In the past, we released standalone installers to add Python support into Visual Studio. The extensibility changes in VS 2017 made simply going back to a standalone installer expensive, and this work would be thrown away when Python support is integrated directly into Visual Studio.

So here’s what we’re doing: around the time of the Visual Studio 2017 release, we will release a separate preview version of VS 2017 that includes Python support. We are currently planning for simultaneous release (March 7), but the stable release is the highest priority and plans for the preview may change.

During the Visual Studio 2017 online release event, there will be more details announced. However, here is what we can tell you so far:

  • Python support will be included in the separate preview release
  • The preview release will not be fully supported (it is not “go live”)
  • All the features of the stable release will be available in the preview release
  • You can install and use both the preview release and the stable release at the same time

Currently we are expecting Python support to be in the preview release for a few months, depending on our confidence in stability and user feedback. Once we move from preview to release, there will be an update and you’ll be able to select the Python workload in the stable release of Visual Studio. If you want to keep receiving previews of Python and other VS work, you can keep the preview installed, or you can delete it.

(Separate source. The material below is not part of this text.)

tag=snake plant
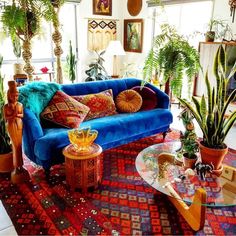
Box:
[179,45,236,149]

We want to thank everyone for your patience and sticking with us as we get ready for release. In many ways, Visual Studio 2017 is going to be our best release yet, and we are looking forward to being able to let all of you use it.


Comments (16)
  1. Lucian says:

    Visual Studio Code comes with a great Python extension. Why not use that instead?

    1. You absolutely can! But it’s not the same as what we have in Visual Studio (lacks some debugging, profiling, environment management, native development, and Azure features, for example). There’s a place for both of them.

  2. Richard says:

    Great to hear Python support coming back!

  3. TG says:

    What about PHP support?

    1. Our friends over at https://www.devsense.com/ create PHP Tools for Visual Studio, and their recent releases support VS 2017. (It’s a paid product, but there’s a 30 day trial.)

  4. Paolo Pignatelli says:

    If it’s just translations that is keeping this up, there are plenty of fully bi-lingual programmers in Python who can help. (I am one of them – Italian.)

    1. Once we make our first release with translations, we’d love to have people using it in their own language. Within our team we can check French and Russian (and maybe Spanish), but for all the rest we need to rely on our localization team and our users to pick up mistakes. I’ll make a special post about this when we are ready.

  5. Joey Welt says:

    This is good news and i’m happy to hear its coming back; I was pretty miffed that I had to go back to Spyder3 when python disappeared the other day. Beyond translation, was there anything else holding back the PTVS release?

    1. Strange. Looks like our post from yesterday un-published somehow. It’s back up again. Thanks!

  6. Eugene says:

    Good luck! I’ll be waiting for python support and than give vs2017 second chance 🙂

    1. Don’t miss that we released it already – see the updated link at the top of the post.

  7. Simon says:

    Will the Intel parallel python binary I have work with it?

    1. If you mean the Intel Python Distribution, then yes it should work fine. You might have to add it into your Python Environments list manually, but otherwise I don’t think there’s anything about it that would cause any trouble.

  8. Joseph says:

    you said all the features of the stable release will be available in the preview,
    however, do we have to install these features again for the preview version if we have it installed on the stable version? or does the preview share these?

    1. Most of them you’ll need to select again (or you can have two different installs of VS with different features available – up to you).

      Some components are shared and won’t be installed a second time (Windows SDK, CPython/Anaconda, Android SDKs, etc.), but if you don’t select them then their integration into VS may not be available in Preview.